En Concepción, en los primeros días de marzo, un mal denominado predicador evangélico —con su tradicional parlante, profecías y gritos— pretendía anunciar el Evangelio de la forma más provocativa, ignorante y contraria al cristianismo. En su “prédica” decía: “Pasaba un auto, la subieron y, en cinco minutos más, la violaron, la descuartizaron y la mataron. ¿Por qué? Porque fue culpa de la mujer, no del hombre”. Luego, como si eso no fuera suficiente, continuó: “Un profesor mira por abajo, echándole un ojo. ¿Por qué pasan las violaciones? No es por culpa del profesor, es culpa de la niña que está ahí, provocando. Y uno tiene que cuidarse, hermano. Porque dice: «No ignoréis las maquinaciones del diablo»

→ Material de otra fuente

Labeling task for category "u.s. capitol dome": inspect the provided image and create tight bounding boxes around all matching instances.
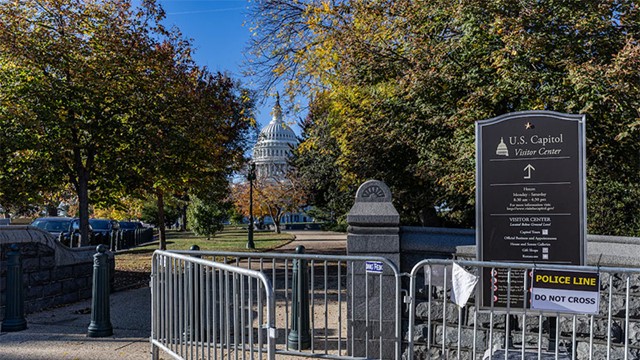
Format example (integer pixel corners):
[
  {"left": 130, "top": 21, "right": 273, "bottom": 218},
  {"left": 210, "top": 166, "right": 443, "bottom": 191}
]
[{"left": 253, "top": 95, "right": 297, "bottom": 179}]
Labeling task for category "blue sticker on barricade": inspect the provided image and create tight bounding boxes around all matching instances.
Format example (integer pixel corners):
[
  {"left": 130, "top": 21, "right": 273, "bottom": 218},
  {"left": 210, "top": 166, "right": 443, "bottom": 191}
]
[{"left": 365, "top": 261, "right": 383, "bottom": 274}]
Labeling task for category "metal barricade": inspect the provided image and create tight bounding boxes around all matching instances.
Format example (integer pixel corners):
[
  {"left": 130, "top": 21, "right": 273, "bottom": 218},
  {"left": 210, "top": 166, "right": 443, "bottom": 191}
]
[
  {"left": 169, "top": 250, "right": 403, "bottom": 360},
  {"left": 151, "top": 250, "right": 277, "bottom": 360},
  {"left": 407, "top": 259, "right": 640, "bottom": 360}
]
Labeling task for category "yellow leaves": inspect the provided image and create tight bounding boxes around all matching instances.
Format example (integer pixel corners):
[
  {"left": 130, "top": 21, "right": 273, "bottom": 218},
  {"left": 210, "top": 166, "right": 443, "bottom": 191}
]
[{"left": 322, "top": 1, "right": 331, "bottom": 13}]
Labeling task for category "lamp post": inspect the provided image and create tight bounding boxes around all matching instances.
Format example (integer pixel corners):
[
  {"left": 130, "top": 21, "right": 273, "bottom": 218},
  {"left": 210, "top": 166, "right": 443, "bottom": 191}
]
[{"left": 247, "top": 162, "right": 256, "bottom": 249}]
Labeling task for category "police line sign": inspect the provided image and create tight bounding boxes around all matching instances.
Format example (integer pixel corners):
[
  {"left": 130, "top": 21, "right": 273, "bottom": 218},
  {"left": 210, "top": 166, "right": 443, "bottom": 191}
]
[{"left": 531, "top": 269, "right": 599, "bottom": 314}]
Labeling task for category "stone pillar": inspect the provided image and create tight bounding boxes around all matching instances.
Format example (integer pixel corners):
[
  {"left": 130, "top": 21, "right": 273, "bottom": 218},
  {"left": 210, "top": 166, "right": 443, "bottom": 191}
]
[{"left": 347, "top": 180, "right": 400, "bottom": 359}]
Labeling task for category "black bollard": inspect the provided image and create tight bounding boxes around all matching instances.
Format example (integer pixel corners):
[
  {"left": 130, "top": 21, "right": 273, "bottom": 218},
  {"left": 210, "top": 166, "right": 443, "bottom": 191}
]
[
  {"left": 287, "top": 245, "right": 311, "bottom": 350},
  {"left": 2, "top": 244, "right": 27, "bottom": 332},
  {"left": 123, "top": 230, "right": 131, "bottom": 249},
  {"left": 116, "top": 230, "right": 122, "bottom": 251},
  {"left": 110, "top": 231, "right": 115, "bottom": 250},
  {"left": 87, "top": 244, "right": 113, "bottom": 337}
]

Frente a tal aberración, cabe preguntarse si todo está permitido y cuáles son los límites de la libertad de expresión —sea religiosa, política, etcétera—. La libertad, como valor fundamental de toda democracia, implica no solo el derecho a expresarse, sino también la responsabilidad de sostener la dignidad humana y contribuir al bien común. El discurso que promueve la violencia, el odio o la cosificación de las personas se aparta de cualquier principio universal del cuidado de lo unos con los otros. Es precisamente ahí donde encontramos el límite de la libertad: en el punto en que un individuo, bajo el disfraz de la expresión personal o religiosa, niega la humanidad del otro y lo reduce a objeto.

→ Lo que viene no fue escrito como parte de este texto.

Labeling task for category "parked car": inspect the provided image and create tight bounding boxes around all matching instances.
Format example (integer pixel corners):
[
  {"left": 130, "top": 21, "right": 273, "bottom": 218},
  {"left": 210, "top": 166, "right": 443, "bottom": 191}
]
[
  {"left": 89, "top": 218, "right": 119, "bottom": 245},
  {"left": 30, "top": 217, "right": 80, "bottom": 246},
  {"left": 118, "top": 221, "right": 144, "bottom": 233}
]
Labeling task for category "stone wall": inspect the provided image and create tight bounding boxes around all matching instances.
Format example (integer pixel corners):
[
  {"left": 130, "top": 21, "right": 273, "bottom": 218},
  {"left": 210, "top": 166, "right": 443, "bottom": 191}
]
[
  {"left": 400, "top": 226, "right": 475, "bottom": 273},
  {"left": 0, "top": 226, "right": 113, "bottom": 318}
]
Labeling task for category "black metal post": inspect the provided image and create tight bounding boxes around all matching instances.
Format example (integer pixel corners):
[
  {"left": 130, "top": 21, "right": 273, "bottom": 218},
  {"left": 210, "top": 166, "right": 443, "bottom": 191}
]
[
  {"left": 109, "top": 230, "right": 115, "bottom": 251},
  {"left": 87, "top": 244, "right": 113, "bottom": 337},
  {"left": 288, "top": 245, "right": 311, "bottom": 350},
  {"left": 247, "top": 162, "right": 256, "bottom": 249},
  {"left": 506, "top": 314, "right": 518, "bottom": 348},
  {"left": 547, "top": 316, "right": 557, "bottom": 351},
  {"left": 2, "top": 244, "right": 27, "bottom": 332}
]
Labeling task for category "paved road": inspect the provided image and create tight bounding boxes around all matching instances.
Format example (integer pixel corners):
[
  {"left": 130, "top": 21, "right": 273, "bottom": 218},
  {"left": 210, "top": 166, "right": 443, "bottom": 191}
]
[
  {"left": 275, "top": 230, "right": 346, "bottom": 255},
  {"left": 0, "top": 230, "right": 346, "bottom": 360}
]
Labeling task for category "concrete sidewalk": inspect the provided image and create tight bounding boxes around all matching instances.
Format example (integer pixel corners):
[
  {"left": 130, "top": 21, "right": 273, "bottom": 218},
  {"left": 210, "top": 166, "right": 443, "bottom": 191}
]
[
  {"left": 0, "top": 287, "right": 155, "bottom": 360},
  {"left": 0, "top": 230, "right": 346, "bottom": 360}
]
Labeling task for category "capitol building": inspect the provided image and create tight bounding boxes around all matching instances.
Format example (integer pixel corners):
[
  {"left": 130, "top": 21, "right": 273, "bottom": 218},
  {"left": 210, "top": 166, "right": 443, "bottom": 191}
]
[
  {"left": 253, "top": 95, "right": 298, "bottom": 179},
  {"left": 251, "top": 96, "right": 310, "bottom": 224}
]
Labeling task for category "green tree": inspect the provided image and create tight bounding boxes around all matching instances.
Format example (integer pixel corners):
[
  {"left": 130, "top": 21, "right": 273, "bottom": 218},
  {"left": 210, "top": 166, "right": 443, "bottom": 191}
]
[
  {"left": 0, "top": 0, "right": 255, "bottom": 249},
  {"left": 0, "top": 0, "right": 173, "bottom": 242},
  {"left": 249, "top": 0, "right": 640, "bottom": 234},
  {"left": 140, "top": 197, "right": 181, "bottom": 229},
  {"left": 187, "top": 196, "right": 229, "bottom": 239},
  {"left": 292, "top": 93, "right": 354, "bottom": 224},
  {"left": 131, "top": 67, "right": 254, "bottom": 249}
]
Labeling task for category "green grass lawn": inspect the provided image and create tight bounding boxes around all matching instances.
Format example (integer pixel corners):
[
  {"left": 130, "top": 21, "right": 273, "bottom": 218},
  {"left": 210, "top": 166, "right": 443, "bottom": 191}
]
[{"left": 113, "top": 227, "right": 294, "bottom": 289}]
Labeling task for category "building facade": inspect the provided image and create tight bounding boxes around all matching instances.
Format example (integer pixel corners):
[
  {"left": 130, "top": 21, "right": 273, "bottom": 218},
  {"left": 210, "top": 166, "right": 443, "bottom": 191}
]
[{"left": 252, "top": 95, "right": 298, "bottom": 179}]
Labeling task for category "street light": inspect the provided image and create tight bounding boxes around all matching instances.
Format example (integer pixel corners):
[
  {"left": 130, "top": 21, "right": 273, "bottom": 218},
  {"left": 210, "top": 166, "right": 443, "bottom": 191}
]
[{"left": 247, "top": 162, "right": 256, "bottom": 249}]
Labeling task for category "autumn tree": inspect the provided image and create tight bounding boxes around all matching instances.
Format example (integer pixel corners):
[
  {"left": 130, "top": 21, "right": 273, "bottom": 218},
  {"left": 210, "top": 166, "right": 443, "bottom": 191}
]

Ser duros con quienes no pretenden aportar más que discordia o violencia no es un gesto de intolerancia; más bien, es un acto de defensa de la sociedad de la cual venimos y vivimos. Callar frente a la injusticia o la agresión abierta no es neutralidad, es complicidad. Como sociedad, tenemos que distinguir con claridad el límite entre la libertad de expresarse —por polémica o incómoda que sea— y el discurso que renuncia a lo universal, al mínimo respeto que se debe a cada ser humano. Quien viola esa frontera no merece contemplación ni justificación, porque con sus palabras aniquila la libertad del otro y, con ello, la de todos nosotros.

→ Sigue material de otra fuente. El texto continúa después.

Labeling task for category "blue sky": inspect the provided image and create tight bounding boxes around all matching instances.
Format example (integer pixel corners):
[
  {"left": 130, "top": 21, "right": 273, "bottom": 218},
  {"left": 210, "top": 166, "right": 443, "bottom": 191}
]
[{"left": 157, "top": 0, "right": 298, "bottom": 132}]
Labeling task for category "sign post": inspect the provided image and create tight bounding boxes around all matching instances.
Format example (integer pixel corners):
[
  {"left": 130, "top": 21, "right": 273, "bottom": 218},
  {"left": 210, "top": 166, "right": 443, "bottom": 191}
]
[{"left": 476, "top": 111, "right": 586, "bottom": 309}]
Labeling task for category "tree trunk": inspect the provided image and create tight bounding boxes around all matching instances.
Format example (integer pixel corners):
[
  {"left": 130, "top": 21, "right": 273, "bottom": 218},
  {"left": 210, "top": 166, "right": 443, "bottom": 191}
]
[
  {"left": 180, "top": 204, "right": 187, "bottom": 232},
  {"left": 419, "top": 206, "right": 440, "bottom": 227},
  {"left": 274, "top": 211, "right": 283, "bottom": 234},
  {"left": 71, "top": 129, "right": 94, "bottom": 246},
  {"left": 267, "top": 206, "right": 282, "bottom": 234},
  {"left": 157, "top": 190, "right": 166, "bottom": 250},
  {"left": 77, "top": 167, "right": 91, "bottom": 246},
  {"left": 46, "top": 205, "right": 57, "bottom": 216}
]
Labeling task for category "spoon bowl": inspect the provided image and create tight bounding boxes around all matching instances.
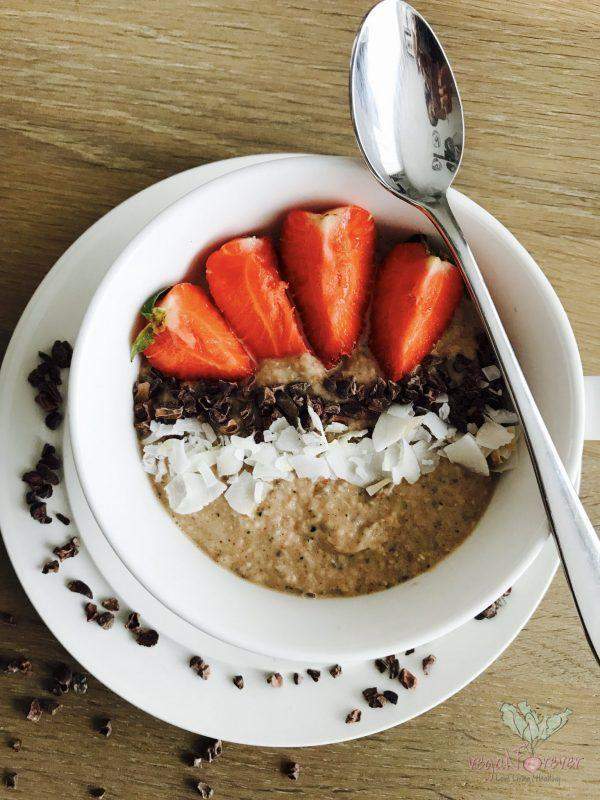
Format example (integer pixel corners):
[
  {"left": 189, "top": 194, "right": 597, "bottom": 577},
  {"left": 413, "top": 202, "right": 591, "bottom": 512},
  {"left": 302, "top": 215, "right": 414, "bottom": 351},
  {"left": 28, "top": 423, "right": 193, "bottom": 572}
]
[{"left": 351, "top": 0, "right": 464, "bottom": 203}]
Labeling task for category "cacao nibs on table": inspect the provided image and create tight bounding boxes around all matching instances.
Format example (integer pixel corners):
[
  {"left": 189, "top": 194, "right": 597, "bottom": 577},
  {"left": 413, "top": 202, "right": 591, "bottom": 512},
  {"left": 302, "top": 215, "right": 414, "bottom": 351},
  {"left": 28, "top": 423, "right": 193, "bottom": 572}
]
[
  {"left": 72, "top": 672, "right": 88, "bottom": 694},
  {"left": 422, "top": 655, "right": 436, "bottom": 675},
  {"left": 124, "top": 611, "right": 141, "bottom": 632},
  {"left": 329, "top": 664, "right": 342, "bottom": 678},
  {"left": 200, "top": 738, "right": 222, "bottom": 763},
  {"left": 345, "top": 709, "right": 362, "bottom": 724},
  {"left": 196, "top": 781, "right": 214, "bottom": 798},
  {"left": 3, "top": 656, "right": 32, "bottom": 675},
  {"left": 267, "top": 672, "right": 283, "bottom": 687},
  {"left": 283, "top": 761, "right": 300, "bottom": 781},
  {"left": 398, "top": 668, "right": 417, "bottom": 690},
  {"left": 96, "top": 612, "right": 115, "bottom": 630},
  {"left": 9, "top": 738, "right": 22, "bottom": 752},
  {"left": 42, "top": 699, "right": 62, "bottom": 716},
  {"left": 232, "top": 675, "right": 244, "bottom": 690},
  {"left": 306, "top": 669, "right": 321, "bottom": 682},
  {"left": 55, "top": 512, "right": 70, "bottom": 525},
  {"left": 26, "top": 698, "right": 43, "bottom": 723},
  {"left": 53, "top": 537, "right": 80, "bottom": 561},
  {"left": 67, "top": 580, "right": 93, "bottom": 599},
  {"left": 42, "top": 559, "right": 60, "bottom": 574},
  {"left": 98, "top": 719, "right": 112, "bottom": 738},
  {"left": 4, "top": 771, "right": 17, "bottom": 789},
  {"left": 0, "top": 611, "right": 16, "bottom": 626},
  {"left": 85, "top": 602, "right": 98, "bottom": 622},
  {"left": 135, "top": 628, "right": 159, "bottom": 647},
  {"left": 90, "top": 788, "right": 106, "bottom": 799},
  {"left": 101, "top": 597, "right": 120, "bottom": 612},
  {"left": 190, "top": 656, "right": 211, "bottom": 680},
  {"left": 53, "top": 663, "right": 73, "bottom": 692}
]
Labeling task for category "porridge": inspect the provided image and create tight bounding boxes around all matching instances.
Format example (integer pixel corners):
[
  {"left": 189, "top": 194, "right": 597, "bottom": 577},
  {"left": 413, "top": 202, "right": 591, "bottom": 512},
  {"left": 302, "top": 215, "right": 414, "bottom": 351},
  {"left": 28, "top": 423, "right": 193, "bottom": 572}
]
[{"left": 131, "top": 206, "right": 517, "bottom": 597}]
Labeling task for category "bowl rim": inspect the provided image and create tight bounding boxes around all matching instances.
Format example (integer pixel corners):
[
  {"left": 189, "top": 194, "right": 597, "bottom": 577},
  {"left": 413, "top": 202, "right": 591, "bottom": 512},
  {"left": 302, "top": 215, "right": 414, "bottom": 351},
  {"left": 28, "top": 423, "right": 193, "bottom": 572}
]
[{"left": 69, "top": 154, "right": 585, "bottom": 661}]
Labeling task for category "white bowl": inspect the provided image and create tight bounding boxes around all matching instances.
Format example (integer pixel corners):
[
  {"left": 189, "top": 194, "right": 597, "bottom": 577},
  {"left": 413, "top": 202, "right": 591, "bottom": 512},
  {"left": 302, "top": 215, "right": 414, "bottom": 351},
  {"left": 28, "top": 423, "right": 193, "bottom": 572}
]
[{"left": 69, "top": 155, "right": 584, "bottom": 663}]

Ahora, en forma personal y como católico, creo que hay que volver a pasar por el corazón (re-cordi) las palabras de Benedicto XVI en Deus caritas est: “No se comienza a ser cristiano por una decisión ética o una gran idea, sino por el encuentro con un acontecimiento, con una Persona, que da un nuevo horizonte a la vida y, con ello, una orientación decisiva”. El cristianismo ideológico, aquellos que “creen” a su manera, aquellos que “creen” sin vivir la sacramentalidad, aquellos que lo utilizan como estrategia social o política, son la peor traición al Rostro que dicen mirar. No es solo la hipocresía de su postura lo que los delata, sino la manera en que instrumentalizan lo sagrado para justificar sus agendas propias, quitando a la fe de su dimensión transformadora y reduciéndola a un mero objeto, sea de poder, político, etc.

Su cristianismo no es fe, es ideología. No es un recorrido de salvación, es propaganda. No es don, es instrumento de dominio. No buscan la verdad, sino su propia afirmación. No buscan el amor, sino la imposición. Se aferran a un Dios a su medida, un Dios que no incomoda, que no exige nada, que no les enfrenta con la verdad de sus actos. La fe no es un arma manipulable ni adaptable. No es un pretexto para excluir. No es un privilegio reservado a unos pocos.